Starters jobs, un nouveau cadeau aux employeurs

En octobre dernier, dans sa déclaration budgétaire, le gouvernement voulait diminuer jusqu’à 18% le salaire des jeunes de moins de 21 ans. Pour rappel, l’objectif était de rétablir la dégressivité du salaire suivant l’âge pour les jeunes travailleurs et travailleuses entre 18 et 21 ans. Au lieu du salaire minimum de 1531,93€, un jeune de 18 ans ne pourrait plus prétendre qu’à un salaire de 1256,18€.

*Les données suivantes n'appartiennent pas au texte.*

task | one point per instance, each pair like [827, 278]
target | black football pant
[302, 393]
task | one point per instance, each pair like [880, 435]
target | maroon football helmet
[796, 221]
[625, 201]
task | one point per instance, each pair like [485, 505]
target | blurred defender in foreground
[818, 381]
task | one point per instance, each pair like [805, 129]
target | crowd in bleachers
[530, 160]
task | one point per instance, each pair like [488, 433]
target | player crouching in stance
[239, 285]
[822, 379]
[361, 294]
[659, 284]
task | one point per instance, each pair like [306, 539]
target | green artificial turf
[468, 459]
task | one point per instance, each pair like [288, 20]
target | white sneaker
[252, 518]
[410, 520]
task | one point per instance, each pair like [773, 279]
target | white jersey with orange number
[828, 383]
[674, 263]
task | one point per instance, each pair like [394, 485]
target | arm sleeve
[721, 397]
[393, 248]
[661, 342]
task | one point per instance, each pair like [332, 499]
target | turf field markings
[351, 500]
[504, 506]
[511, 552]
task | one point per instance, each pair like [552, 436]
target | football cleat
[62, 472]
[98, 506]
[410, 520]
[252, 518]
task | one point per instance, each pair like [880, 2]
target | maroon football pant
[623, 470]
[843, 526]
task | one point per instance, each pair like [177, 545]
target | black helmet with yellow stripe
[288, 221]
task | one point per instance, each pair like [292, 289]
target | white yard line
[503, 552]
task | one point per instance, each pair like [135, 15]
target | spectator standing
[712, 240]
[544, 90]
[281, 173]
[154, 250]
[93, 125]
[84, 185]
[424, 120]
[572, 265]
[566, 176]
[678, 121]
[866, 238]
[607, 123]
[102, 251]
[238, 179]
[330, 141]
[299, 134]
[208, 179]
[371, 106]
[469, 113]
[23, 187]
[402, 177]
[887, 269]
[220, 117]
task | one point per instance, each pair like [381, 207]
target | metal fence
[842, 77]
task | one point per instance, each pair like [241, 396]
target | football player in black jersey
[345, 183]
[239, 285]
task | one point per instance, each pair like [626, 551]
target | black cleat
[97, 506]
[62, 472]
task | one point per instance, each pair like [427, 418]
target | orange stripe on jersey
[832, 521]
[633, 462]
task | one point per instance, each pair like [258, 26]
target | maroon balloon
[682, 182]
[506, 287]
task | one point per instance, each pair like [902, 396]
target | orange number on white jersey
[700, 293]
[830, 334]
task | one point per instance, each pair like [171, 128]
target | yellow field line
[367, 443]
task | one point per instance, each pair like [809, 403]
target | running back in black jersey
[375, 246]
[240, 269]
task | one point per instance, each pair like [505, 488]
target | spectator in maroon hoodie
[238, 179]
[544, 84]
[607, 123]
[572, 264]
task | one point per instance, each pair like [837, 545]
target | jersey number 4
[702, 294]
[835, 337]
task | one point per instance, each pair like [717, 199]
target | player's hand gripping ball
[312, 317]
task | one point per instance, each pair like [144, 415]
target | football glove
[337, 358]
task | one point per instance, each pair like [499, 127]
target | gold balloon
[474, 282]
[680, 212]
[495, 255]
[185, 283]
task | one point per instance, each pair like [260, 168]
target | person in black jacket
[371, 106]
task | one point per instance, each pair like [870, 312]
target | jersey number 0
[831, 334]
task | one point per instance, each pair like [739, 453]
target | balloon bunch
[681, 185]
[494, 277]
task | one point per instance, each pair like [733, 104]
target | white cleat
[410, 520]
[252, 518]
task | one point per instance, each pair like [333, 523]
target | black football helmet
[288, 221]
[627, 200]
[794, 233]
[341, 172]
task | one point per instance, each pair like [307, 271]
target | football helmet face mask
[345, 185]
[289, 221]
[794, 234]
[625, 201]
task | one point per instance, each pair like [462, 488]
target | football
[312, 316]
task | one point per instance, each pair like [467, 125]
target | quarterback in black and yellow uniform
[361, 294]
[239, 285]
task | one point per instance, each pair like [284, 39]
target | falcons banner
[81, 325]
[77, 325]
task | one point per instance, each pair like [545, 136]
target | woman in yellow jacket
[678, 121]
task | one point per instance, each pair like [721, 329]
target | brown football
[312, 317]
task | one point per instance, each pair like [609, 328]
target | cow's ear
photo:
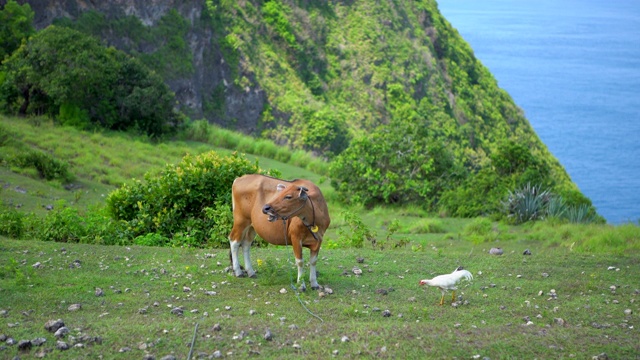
[303, 193]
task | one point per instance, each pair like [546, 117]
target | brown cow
[258, 201]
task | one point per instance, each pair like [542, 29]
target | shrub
[427, 226]
[183, 202]
[580, 214]
[11, 223]
[528, 203]
[48, 167]
[357, 231]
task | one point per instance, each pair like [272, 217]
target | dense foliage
[187, 204]
[16, 25]
[388, 91]
[72, 77]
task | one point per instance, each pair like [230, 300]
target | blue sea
[574, 68]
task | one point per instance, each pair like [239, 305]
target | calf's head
[288, 201]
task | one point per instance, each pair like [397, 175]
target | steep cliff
[209, 73]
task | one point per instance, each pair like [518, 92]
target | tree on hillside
[73, 78]
[16, 24]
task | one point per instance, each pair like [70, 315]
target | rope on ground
[284, 224]
[193, 341]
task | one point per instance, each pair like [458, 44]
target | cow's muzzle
[268, 210]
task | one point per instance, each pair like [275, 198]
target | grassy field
[594, 309]
[578, 289]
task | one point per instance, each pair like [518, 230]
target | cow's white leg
[234, 258]
[246, 250]
[313, 259]
[300, 264]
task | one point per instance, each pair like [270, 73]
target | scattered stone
[328, 290]
[24, 345]
[53, 325]
[177, 311]
[62, 332]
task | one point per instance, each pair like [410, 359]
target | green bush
[184, 201]
[48, 167]
[11, 223]
[151, 239]
[357, 231]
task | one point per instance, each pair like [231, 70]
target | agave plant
[580, 214]
[557, 207]
[528, 203]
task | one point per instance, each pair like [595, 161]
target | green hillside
[388, 94]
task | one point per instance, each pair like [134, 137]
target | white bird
[448, 282]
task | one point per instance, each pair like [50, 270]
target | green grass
[416, 245]
[504, 291]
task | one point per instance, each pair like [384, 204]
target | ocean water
[574, 68]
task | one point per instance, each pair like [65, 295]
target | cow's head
[288, 201]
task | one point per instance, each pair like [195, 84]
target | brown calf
[258, 201]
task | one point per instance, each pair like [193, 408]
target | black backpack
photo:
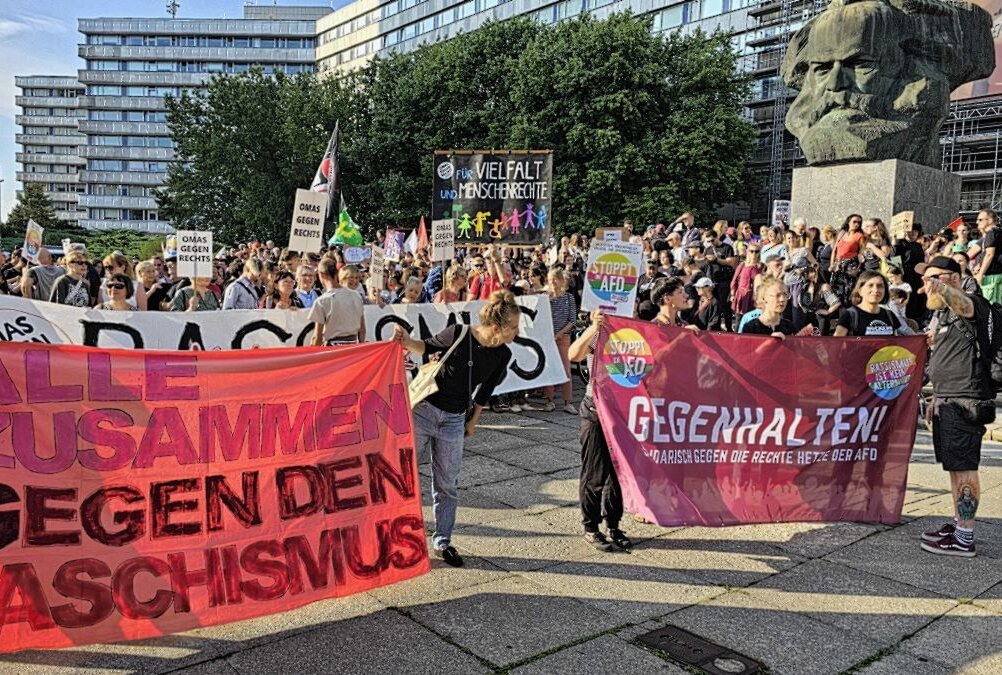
[988, 340]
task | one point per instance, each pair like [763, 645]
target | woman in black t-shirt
[772, 296]
[867, 316]
[467, 378]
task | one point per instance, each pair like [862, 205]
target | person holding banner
[454, 289]
[72, 288]
[195, 297]
[964, 399]
[466, 379]
[598, 490]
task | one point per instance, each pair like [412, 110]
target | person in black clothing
[911, 253]
[772, 296]
[645, 309]
[964, 399]
[599, 490]
[467, 378]
[867, 316]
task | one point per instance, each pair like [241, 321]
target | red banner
[714, 429]
[145, 493]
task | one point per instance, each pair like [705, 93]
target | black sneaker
[949, 546]
[935, 536]
[620, 539]
[598, 540]
[450, 556]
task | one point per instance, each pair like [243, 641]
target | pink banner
[717, 429]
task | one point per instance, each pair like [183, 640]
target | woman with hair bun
[466, 381]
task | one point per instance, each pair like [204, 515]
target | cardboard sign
[377, 270]
[357, 254]
[611, 276]
[307, 231]
[782, 209]
[611, 234]
[194, 253]
[443, 240]
[32, 240]
[697, 440]
[901, 223]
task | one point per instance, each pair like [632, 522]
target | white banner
[610, 279]
[194, 253]
[535, 362]
[306, 234]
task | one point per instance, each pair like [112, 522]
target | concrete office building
[353, 35]
[131, 64]
[49, 139]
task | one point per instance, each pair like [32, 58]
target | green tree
[33, 204]
[643, 126]
[243, 146]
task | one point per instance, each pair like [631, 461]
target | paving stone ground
[533, 598]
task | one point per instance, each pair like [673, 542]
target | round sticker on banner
[445, 170]
[611, 274]
[890, 371]
[630, 358]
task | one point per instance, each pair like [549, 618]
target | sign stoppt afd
[499, 195]
[194, 253]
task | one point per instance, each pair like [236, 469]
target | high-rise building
[49, 139]
[131, 64]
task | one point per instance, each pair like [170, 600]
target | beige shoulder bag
[424, 385]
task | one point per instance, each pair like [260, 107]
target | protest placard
[194, 253]
[306, 234]
[611, 234]
[498, 196]
[901, 223]
[376, 268]
[611, 276]
[443, 240]
[192, 500]
[32, 240]
[696, 439]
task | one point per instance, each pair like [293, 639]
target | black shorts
[958, 427]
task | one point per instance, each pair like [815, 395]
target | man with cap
[964, 399]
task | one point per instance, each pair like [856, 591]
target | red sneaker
[949, 546]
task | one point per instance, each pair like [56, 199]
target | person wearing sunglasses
[119, 288]
[73, 287]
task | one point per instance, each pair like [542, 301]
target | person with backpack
[965, 340]
[867, 316]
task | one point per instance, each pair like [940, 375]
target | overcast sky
[40, 38]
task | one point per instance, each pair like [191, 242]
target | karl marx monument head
[875, 76]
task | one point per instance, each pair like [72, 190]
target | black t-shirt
[718, 271]
[884, 322]
[157, 295]
[993, 239]
[756, 327]
[455, 381]
[954, 367]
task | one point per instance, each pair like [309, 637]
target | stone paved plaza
[534, 598]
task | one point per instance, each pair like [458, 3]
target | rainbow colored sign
[611, 276]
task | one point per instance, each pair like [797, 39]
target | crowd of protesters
[854, 279]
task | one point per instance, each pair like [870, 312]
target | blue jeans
[441, 433]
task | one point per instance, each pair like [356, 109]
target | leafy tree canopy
[642, 126]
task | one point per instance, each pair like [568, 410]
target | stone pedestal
[827, 194]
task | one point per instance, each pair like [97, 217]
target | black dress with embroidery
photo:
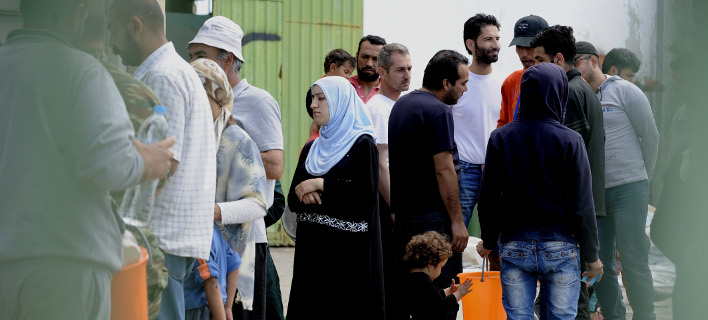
[338, 268]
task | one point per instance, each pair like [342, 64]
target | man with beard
[366, 81]
[65, 146]
[394, 66]
[257, 112]
[477, 112]
[182, 215]
[583, 115]
[524, 30]
[424, 189]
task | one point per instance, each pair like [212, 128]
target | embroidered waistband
[333, 222]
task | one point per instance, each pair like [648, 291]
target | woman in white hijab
[240, 177]
[334, 193]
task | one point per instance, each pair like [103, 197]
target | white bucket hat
[220, 32]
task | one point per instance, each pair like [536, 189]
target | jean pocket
[562, 266]
[512, 264]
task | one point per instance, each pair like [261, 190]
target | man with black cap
[630, 155]
[257, 112]
[477, 110]
[524, 30]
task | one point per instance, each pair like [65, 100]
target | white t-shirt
[476, 115]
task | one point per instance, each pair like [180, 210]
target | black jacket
[536, 183]
[583, 114]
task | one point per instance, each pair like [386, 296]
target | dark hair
[384, 60]
[375, 40]
[338, 57]
[426, 249]
[308, 102]
[148, 11]
[557, 39]
[621, 58]
[222, 55]
[443, 65]
[474, 25]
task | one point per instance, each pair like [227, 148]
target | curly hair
[425, 249]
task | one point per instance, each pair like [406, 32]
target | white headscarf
[348, 120]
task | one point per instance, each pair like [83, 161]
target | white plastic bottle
[136, 207]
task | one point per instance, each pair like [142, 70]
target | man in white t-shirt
[394, 68]
[477, 111]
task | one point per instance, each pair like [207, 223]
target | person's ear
[136, 26]
[594, 61]
[382, 72]
[447, 84]
[559, 59]
[470, 45]
[613, 71]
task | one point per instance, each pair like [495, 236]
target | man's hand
[229, 313]
[459, 236]
[308, 186]
[594, 269]
[217, 212]
[482, 250]
[157, 158]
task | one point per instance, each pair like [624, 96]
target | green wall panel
[287, 43]
[262, 26]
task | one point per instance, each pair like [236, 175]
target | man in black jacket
[556, 45]
[536, 200]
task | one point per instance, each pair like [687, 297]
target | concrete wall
[10, 17]
[427, 28]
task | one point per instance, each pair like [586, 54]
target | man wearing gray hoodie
[631, 146]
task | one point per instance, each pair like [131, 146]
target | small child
[210, 291]
[426, 254]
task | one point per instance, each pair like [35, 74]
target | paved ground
[283, 258]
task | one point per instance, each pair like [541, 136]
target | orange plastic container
[129, 291]
[484, 302]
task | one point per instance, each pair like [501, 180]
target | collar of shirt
[360, 89]
[38, 34]
[153, 58]
[242, 85]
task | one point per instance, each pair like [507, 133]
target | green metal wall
[262, 23]
[307, 29]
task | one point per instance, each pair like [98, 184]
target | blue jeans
[179, 268]
[470, 178]
[408, 226]
[555, 263]
[623, 230]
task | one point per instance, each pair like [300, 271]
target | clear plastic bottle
[138, 201]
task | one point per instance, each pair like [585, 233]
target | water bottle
[136, 207]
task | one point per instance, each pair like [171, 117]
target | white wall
[427, 26]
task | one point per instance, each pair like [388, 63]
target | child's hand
[453, 287]
[462, 289]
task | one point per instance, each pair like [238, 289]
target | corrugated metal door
[285, 45]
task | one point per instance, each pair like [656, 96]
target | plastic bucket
[129, 291]
[484, 302]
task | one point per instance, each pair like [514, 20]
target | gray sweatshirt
[632, 140]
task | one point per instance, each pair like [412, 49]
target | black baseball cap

Kris Peeters annonçait ensuite que la perte de salaire brut serait compensée par une prime versée au jeune. D’une mesure d’économie, on passait donc à une mesure déficitaire pour la sécurité sociale et les finances publiques de minimum 78 millions d’euros par an. En effet, 45.000 jeunes de 18 à 20 ans sont déjà au travail chaque année et la mesure aurait donc eu des effets néfastes pour les finances publiques et la sécurité sociale, tout ça pour un objectif très minimaliste de création de nouveaux emplois : 1000 (selon l’ajustement budgétaire d’octobre 2016). De plus, le jeune cotisera moins à l’assurance-chômage (la cotisation dépendant du salaire brut), s’ouvrant donc des droits plus faibles à la sécurité sociale s’il venait à perdre son emploi.
La concertation sociale entre employeurs et syndicats avait décidé à mettre ce dossier à la trappe pour se concentrer sur des mesures qui ont déjà fait leurs preuves dans la création d’emploi pour les jeunes. Le ministre de l’Emploi Kris Peeters et le gouvernement ont décidé seuls d’appliquer une recette qui ne créera que peu d’emploi. 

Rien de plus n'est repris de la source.